The roster of new American cars is packed with innovations this year, outshining the latest offers from Germany and Japan. Two cases in point: the Tesla Model X, which, though at prototype stage, would revolutionize the electric car market if it became popular, and the 2014 Corvette Stingray, which uses the latest in lightweight materials and has an expected fuel efficiency of more than 26 miles per gallon. Indeed, the entire show seemed to be a showcase for technological advancements that both reflects and advances the demand for more environmentally friend cars.
It also suggests that the money given to Detroit as part of the auto bailout — that's our money — was put to good use.

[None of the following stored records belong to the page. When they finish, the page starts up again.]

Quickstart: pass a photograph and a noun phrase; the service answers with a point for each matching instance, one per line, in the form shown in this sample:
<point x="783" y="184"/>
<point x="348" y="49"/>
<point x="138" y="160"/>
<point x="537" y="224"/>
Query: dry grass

American car companies are bringing innovations in battery life (a priority, you'll recall, of the first Obama stimulus), design, and reliability. There will be plenty of debate about the cars themselves, but the industry clearly did not simply take the government's money and sit on it. More examples: The significant advances in the efficiency of the engine of the Ford F-150 "Atlas" concept, as well as a new lighter-weight design; the F-150 is the country's best-selling auto right now. And Cadillac's special play for rich folks with California consciences: Their new ELR, a luxury hybrid.
Note: By 2025, car companies' fleets have to average more than 54 miles per gallon, so there's a way to go. But the American auto industry, using some of our money, is making significant strides in that direction.